Waterfall hike: Cataract Falls [Temporarily closed]
Practical Wanderlust has a long list of the best hikes near the Bay Area, but I swooned at the first one, and the picture of a gorgeous, mossy, lush green oasis featuring a dramatic waterfall. A trail guide from NorCalHiker says that Cataract Falls is actually a mile long series of small cascades that cut through “a steep redwood-lined gully.” It also looks like the 7-8 mile loop includes some nice views, too, when it leaves the redwood forest. Unfortunately, according to AllTrails, it’s currently closed due to the fires.
Another waterfall hike: Alamere Falls [Temporarily closed]
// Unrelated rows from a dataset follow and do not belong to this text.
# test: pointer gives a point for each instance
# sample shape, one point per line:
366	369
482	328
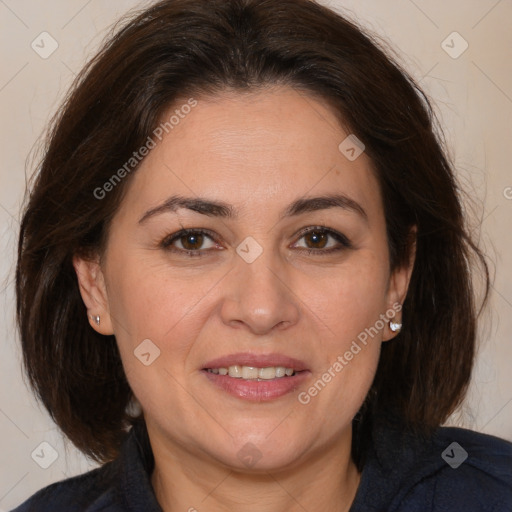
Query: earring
395	326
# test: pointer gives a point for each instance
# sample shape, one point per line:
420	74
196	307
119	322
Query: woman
243	277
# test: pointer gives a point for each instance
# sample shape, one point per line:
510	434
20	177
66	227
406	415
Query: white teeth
235	371
254	373
267	373
249	372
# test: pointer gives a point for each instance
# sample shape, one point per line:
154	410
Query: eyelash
340	238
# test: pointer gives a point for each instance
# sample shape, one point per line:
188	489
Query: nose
259	296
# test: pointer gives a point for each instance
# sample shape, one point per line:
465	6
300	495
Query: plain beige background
472	92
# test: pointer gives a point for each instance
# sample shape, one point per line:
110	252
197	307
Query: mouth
255	377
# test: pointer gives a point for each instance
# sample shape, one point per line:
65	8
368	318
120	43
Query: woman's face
290	270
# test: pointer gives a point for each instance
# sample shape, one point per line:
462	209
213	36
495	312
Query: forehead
254	150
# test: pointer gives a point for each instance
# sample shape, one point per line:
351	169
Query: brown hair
180	48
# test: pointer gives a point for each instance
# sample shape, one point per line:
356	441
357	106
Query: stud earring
395	326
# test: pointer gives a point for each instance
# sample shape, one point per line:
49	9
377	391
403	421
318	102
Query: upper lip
256	360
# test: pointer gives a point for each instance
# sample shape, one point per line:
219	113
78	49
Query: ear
398	286
94	293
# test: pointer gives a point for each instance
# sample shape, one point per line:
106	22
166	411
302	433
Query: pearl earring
395	326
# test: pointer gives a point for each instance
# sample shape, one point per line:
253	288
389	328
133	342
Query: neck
326	480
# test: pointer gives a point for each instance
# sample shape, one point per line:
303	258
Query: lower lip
257	391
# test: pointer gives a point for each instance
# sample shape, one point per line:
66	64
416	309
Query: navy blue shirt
455	470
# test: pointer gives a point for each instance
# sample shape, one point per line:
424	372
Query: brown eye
316	239
319	240
192	241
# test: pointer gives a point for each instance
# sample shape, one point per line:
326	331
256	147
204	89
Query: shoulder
454	469
475	470
90	492
117	486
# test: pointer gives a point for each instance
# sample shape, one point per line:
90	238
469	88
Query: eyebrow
227	211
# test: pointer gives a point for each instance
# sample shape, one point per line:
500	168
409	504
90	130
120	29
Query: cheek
350	298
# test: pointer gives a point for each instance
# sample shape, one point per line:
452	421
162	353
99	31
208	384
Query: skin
258	152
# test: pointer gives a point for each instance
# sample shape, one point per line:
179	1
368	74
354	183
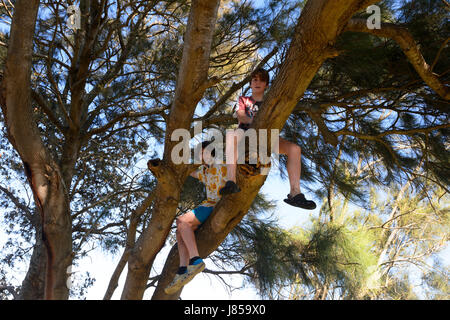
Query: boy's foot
229	188
196	265
300	201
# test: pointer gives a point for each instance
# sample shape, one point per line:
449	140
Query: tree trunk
191	85
43	174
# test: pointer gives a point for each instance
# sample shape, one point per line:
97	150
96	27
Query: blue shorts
202	213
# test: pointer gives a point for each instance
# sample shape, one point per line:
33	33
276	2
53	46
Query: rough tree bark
318	27
43	173
191	84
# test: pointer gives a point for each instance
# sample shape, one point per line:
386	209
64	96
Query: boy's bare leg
293	153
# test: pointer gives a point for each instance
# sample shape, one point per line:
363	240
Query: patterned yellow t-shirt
214	178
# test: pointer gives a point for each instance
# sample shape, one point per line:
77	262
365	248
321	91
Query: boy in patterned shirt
213	176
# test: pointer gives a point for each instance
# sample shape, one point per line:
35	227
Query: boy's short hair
262	74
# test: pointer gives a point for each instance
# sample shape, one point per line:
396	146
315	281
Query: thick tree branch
404	39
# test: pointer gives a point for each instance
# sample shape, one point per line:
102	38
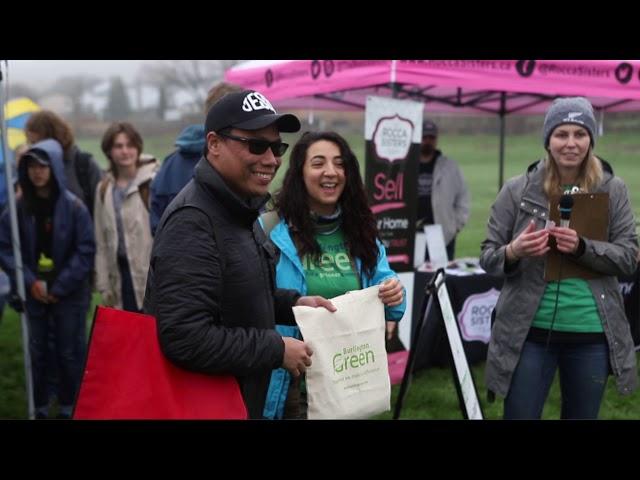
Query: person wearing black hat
210	283
58	248
443	197
575	325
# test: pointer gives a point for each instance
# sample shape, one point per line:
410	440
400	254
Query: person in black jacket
211	280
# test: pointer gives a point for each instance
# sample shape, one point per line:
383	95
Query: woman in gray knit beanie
576	325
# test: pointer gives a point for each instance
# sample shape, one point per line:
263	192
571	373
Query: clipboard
590	218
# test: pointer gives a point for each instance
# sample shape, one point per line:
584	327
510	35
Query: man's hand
391	292
38	289
297	356
315	301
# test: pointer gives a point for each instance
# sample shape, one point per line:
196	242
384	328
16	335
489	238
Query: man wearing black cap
443	197
210	283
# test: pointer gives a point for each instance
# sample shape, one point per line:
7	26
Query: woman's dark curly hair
358	222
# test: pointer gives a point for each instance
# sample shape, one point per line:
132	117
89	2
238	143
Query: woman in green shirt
576	326
327	238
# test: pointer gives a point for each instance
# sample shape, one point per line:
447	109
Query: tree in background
193	77
118	106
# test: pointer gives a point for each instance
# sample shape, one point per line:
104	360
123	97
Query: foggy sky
38	73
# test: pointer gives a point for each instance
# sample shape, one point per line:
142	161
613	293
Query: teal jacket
290	275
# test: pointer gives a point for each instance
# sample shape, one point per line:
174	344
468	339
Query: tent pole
503	101
17	255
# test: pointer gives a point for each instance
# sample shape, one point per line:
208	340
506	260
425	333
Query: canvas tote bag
349	375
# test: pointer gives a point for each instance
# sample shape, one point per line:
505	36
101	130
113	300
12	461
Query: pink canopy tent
499	87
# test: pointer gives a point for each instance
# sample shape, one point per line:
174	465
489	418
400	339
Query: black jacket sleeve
284	300
187	283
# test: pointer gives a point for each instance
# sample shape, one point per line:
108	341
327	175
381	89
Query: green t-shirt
577	309
333	274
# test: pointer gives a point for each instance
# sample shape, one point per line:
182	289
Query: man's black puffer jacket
212	290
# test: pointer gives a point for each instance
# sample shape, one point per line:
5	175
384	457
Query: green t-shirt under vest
333	273
577	310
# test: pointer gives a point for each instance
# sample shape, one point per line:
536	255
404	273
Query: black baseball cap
247	110
36	155
429	128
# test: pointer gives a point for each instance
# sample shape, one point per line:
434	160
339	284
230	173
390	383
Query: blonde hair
589	176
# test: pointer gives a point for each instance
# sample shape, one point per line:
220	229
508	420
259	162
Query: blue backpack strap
280	380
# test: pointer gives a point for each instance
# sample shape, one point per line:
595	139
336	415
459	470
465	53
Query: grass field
432	393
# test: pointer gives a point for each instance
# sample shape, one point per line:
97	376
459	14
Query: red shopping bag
128	377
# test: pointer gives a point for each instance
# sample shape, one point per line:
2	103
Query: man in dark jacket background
58	248
210	284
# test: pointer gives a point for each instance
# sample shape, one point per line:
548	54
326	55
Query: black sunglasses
258	146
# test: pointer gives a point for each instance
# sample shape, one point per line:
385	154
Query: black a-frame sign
467	395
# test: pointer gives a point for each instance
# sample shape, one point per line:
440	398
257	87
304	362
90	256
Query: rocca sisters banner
392	155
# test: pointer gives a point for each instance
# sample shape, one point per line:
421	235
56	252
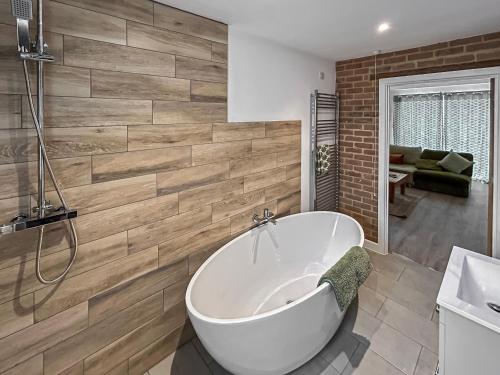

I am a sucker for waterfalls, apparently, and this hike, also in the Practical Wanderlust list, looks so wonderful. It’s an 8 mile out-and-back, and mostly flat, but it ends with a waterfall tumbling off a cliff and streaming into the Pacific Ocean. Unfortunately, according to AllTrails, it’s currently closed due to the fires.
High point: Mount Diablo
Travel & Leisure says that at 3,849 feet Mount Diablo is the Bay Area’s highest peak, but SoCal Hiker says it’s just among the highest—maybe it depends on how you define the region. In any case, I also like a long, strenuous day hike to a high point, so I had to suggest this one. Dan Stefanisko, supervising ranger at Mt. Diablo State Park, told SoCal Hiker that you can see 35 of the 58 counties in California on a clear day (so, not a chance right now, but another time), and there is even a direct line-of-sight to the summit of Half Dome in Yosemite, 135 miles away. As AllTrails warns, this 13.1 mile loop is only recommended for very experienced adventurers.
EDIT 10/6/20: A reader writes in to say, “To fact check Travel & Leisure, Mount Hamilton is the highest peak in the Bay Area featuring Lick Observatory which always pops out as the white dot in the Diablo Range and is one of the largest telescopes in the US! My house growing up was near Mount Umunhum, also a high peak in the Bay Area but not the highest, which translates to resting place of the hummingbirds in Ohlone.”
Hike San Francisco: Crosstown Trail
I’m a sucker for an urban trek so it would be remiss not to mention this one, a 17-mile trail that winds through the city of San Francisco. For the New York Times, Nellie Bowles wrote about walking it with some of the people responsible for its existence. I really can’t imagine a better way to get to know a city, or to goodbye to one, than to walk a trail like this. You can find a map here.
A hike dear to my heart: Redwood Loop [Temporarily closed]
I have family in the Santa Cruz/Aptos area, and have spent many delightful holidays there. Consequently, one of the single trails I have walked more than any other is the very short 0.8 mile Redwood Grove Loop Trail in the Henry Cowell Redwoods State Park. I think there are pictures of me standing in the same tree (see below) at all ages/stages of life! (I have photos in my computer library from at least three separate visits to the park since 2007 alone.) Although this short loop is great for family members of all ages and abilities (I believe it’s flat and even enough for wheelchair/stroller access?), if I were to visit now I would want to tack on a longer hike, too, like this one. (And if you’re visiting with kids, the nearby Roaring Camp train is also a lot of fun, and a good way to see a bunch of “Big Trees” from the comfort of a bench seat. A little part of me regrets telling my mom that we didn’t need to do the train *again* on our most recent California trip last Christmas.)
My sister looking pensive on a trip in 2007.
Siblings posing next to tree #6 in 2010.
Standing in a tree.
Standing in front of a cross-section of a redwood tree, annotated with the great world events that correspond to different rings in the trunk.
Absolutely posing for the camera on a trip in August 2011 (none of the photos with the trees came out!)